The story behind this project is driven by the urgent need to address the problem of air pollution in Mexico City. Air pollution in Mexico City is a complex and multifaceted issue that has serious health and economic consequences for its residents.
The city has been struggling with air pollution for decades, and despite various efforts to reduce emissions and improve air quality, the problem persists. As a result, there is a pressing need for new and innovative approaches to tackle this issue and make a real impact.
According to a 2018 study by the Mexican Institute for Competitiveness, air pollution in Mexico City costs the economy approximately $10 billion per year in healthcare costs and lost productivity.
According to a 2020 report by the Mexico City government, air pollution was responsible for more than 9,000 premature deaths in 2019 in the Mexico City Metropolitan Area.
Data Gathering and Cleaning
Identify and gather relevant data on air pollution levels in Mexico City from publicly available sources such as the Mexican government and international organizations.
Clean and preprocess the data, including handling missing values and removing duplicates.
Exploratory Data Analysis and Visualization
Conduct exploratory data analysis to understand the patterns and trends in the air pollution data.
Visualize the data using tools such as Tableau to identify any correlations or trends.

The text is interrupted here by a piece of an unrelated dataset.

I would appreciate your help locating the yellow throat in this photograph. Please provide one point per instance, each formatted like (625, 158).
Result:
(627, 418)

Model Development and Evaluation. Develop machine learning models using scikit-learn to predict air pollution levels based on various factors such as weather data, traffic patterns, and industrial activity. Evaluate the performance of the models using appropriate metrics such as R-squared and mean squared error.
Project Presentation and Documentation. Create a final report summarizing the project and its results, including visualizations and explanations of the machine learning models. Present the project to stakeholders, including potential policy makers and community leaders, to showcase the potential impact of the project. Document the code and methodology used in the project for future reference and replication.